Published online by Cambridge University Press: 20 April 2017
On 11 June 1634 a splendid heraldic funeral procession took place in the Scottish Borders, culminating in the laying to rest of Walter Scott, first Earl of Buccleuch, in St Mary's Kirk in Hawick. The Earl had died in London from apoplexy almost seven months earlier on 20 November 1633, having recently returned to Britain from military service in Flanders. John McGavin has described heraldic funerals, such as that of the Earl, as being ‘a form of public, socially performative theatre, providing an elaborate spectacle for the onlookers, and self-promotion for the “actors” and their institution (the noble family)’. This paper seeks to explore the evidence for the Earl of Buccleuch's funeral to provide some insight into what the onlookers would have seen and what message the participants in the procession, or ‘actors’, intended to communicate through their performance, while at the same time examining the practical arrangements that had to be made and expenses that were incurred in order to create this grand ceremonial occasion.

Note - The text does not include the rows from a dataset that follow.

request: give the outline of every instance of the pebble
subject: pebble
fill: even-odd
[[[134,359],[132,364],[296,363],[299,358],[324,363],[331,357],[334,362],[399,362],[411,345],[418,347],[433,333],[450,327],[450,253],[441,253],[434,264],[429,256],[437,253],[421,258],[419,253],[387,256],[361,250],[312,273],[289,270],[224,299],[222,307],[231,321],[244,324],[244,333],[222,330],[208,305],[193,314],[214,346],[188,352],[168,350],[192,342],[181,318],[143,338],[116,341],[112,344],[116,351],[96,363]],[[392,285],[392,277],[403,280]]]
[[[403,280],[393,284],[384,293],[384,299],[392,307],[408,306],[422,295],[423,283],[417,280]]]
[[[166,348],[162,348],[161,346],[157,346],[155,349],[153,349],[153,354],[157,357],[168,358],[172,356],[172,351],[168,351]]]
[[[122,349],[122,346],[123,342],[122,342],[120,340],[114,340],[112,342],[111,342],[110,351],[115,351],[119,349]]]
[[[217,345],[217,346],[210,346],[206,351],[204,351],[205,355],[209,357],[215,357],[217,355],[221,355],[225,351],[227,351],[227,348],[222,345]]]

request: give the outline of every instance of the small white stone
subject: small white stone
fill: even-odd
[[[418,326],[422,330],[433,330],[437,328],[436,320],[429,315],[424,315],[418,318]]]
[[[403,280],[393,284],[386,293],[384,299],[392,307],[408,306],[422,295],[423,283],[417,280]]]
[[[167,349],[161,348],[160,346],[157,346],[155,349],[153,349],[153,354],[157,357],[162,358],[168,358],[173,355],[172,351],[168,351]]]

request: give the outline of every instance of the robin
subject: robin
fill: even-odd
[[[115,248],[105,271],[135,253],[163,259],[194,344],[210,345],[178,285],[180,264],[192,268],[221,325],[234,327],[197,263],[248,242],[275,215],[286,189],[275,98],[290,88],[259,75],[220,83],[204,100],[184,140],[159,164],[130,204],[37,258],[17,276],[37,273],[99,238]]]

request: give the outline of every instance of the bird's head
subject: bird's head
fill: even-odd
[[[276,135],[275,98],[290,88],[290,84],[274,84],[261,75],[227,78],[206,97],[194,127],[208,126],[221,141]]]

Buccleuch's funeral procession was only one of a number of ceremonial funerals in early modern Scotland. The study of such ceremonial has received increasing attention from historians and literary scholars in recent years. Highly regulated affairs, these occasions are noted as having been ‘splendid spectacles’ which drew heavily on the financial resources of the families concerned. They could involve large numbers of participants. For example, at Lord Hugh Fraser's funeral in 1576, the corpse was accompanied to its burial by 2,000 men. Furthermore, the body could be transported long distances, a practice not restricted to Scotland. For example, in the case of early modern France, Vanessa Harding notes the transportation of Maître Jean de l'Aultry, conseiller ordinaire du Roy and vicomte of Levignan and Bèze, from Paris to Bèze near Dijon in 1645. Following the union of the crowns in 1603 the bodies of certain Scots noblemen who had died in England, such as the first Earl of Hume in 1619, the second Marquis of Hamilton in 1624, and the Earl of Stirling in 1640, were transported back to Scotland for burial.